TUCANALHA FICA UMA “ARARA” COM LIVRO SOBRE PRIVATARIA NO GOVERNO FHC

Desculpem o trocadilho, mas não havia como deixar passar a oportunidade. Ganhei A Privataria Tucana no início da noite de quarta-feira (14/12) – presente de meu amigo Benedito Machado.

Pus-me a ler freneticamente o livro de Amaury Ribeiro Jr, da Geração Editorial, que vendeu 30 mil cópias no dia de seu lançamento (09/12), obrigando a editora a imprimir outras 30 mil cópias. Nova tiragem de 50 mil cópias estava prometida para ser entregue às livrarias nesta sexta-feira (16/12).

Como um colegial, impus-me a tarefa de resumir cada capítulo do livro de conteúdo explosivo, que deixou a tucanalha uma arara. Recomendo, pois, sua leitura.

Para Serra o livro é um lixo. FHC, pai das privatizações, que admitiu inclusive que a mídia estava exagerando ao criticar as teles para favorecer sua privatização, o acusador é infame. Não responde nenhuma das acusações e tenta desqualificar a obra de Amaury Ribeiro Jr. Ação típica dos tucanos.

Abaixo, apresento-vos o resumo que fiz de A Privataria Tucana. Leiam o livro e entendam os descaminhos da privatização patrocinada pelos tucanos que, de quebra, enriqueceu familiares do ex-governador José Serra e amigos próximos.

Charge de Bira no blog Tijolaço, do deputado Brizola Neto

CAPÍTULO 1 - A história antes da história.

O autor relata que trabalhava no Correio Brasiliense, na editoria de Polícia, quando foi vítima de atentado na noite de 19 de setembro de 2007. Amaury havia publicado matérias investigativas sobre o narcotráfico no Distrito Federal e as dezenas de assassinatos de jovens e adolescentes a mando dos chefões do tráfico na periferia da capital federal.
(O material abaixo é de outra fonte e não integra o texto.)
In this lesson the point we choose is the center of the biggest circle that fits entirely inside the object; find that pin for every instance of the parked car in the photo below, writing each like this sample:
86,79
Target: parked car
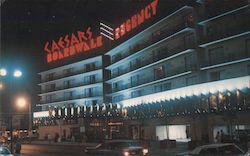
4,151
216,149
118,148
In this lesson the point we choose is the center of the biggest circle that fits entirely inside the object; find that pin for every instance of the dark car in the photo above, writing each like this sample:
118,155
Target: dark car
4,151
117,148
216,149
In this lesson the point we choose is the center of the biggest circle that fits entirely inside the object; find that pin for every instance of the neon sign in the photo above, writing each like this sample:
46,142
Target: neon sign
136,20
70,45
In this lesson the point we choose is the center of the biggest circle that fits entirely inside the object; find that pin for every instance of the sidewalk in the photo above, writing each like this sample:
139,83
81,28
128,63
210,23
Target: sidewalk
153,150
46,142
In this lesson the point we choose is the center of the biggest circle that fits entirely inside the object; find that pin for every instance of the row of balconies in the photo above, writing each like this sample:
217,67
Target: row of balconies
225,59
227,32
80,84
212,9
143,81
74,97
184,106
149,61
53,77
154,38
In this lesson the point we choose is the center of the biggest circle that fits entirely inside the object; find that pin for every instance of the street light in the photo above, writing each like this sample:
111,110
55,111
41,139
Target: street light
1,85
21,102
3,72
16,74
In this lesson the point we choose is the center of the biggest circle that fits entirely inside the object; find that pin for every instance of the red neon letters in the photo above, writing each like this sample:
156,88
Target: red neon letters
70,45
136,20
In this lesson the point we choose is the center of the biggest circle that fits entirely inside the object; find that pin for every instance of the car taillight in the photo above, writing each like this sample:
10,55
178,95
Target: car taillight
126,153
145,151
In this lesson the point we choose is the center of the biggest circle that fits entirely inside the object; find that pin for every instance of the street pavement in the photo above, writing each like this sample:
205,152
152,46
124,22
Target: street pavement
69,149
51,150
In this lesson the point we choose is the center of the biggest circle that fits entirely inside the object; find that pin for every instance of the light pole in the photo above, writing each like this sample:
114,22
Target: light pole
21,103
16,74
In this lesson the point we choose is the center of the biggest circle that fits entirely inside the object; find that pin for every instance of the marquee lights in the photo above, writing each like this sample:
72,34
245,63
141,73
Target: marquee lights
194,90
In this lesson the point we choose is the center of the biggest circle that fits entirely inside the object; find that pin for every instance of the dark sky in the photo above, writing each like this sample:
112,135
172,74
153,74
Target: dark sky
27,24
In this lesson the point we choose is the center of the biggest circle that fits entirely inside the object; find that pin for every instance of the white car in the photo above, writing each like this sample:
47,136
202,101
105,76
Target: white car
216,149
4,151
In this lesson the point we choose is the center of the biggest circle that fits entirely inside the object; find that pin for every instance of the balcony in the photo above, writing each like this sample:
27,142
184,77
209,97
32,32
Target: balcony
74,97
69,74
149,61
226,59
227,32
169,74
71,86
212,10
152,40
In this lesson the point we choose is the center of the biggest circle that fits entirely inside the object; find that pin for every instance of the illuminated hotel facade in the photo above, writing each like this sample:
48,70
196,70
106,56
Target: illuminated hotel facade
185,77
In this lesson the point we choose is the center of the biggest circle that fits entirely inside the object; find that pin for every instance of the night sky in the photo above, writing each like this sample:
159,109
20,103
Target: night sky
27,24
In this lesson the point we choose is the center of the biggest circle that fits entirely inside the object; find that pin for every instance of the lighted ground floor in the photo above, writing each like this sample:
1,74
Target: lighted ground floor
199,128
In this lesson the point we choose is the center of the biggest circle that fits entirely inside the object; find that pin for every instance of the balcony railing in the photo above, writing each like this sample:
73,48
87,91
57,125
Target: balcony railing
149,61
63,75
226,59
71,86
74,97
227,32
154,39
170,73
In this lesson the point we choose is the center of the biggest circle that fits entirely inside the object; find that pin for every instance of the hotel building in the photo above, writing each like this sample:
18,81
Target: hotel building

CAPÍTULO 2 – Briga de foice no PSDB

De volta ao jornal O Estado de Minas, o repórter recebeu a incumbência de investigar quais eram os arapongas que estariam perseguindo o governador mineiro Aécio Neves, que disputava com Serra o direito de ser candidato a presidente da República pelo PSDB. Segundo a direção do jornal mineiro, tucano preparava um dossiê contra o tucano mineiro. O jornalista descobriu que um funcionário da Abin (Agência Brasileira de Inteligência), Luiz Fernando Barcellos, o agente Jardim, ligado a Marcelo Itagiba (PSDB), delegado da Polícia Federal e atual deputado federal, era o responsável pela bisbilhotagem da vida amorosa de Aécio Neves no Rio e Janeiro.

CAPÍTULO 3 – Com o martelo na mão e uma ideia na cabeça

O relato começa com o leilão de privatização da Excelsa, companhia de eletricidade do Espírito Santo, em 21 de maio de 1996. O governo tucano de FHC e Serra tentou tornar Banco do Brasil e Caixa Econômica Federal em bancos de segunda linha. A sanha privatista prosseguiu com a venda da CSN por R$ 1,05 bilhão, dos quais R$ 1 bi era moeda podre, ou seja, o caixa do governo recebeu pela privatização apenas R$ 38 milhões. O mesmo fenômeno aconteceu com as privatizações da Fepasa, do Banerj. O sucateamento das teles e o aumento das tarifas que chegaram a 500% a partir de 1995 tinha o objetivo claro de angariar apoio popular à privataria, termo cunhado pelo jornalista Elio Gaspari.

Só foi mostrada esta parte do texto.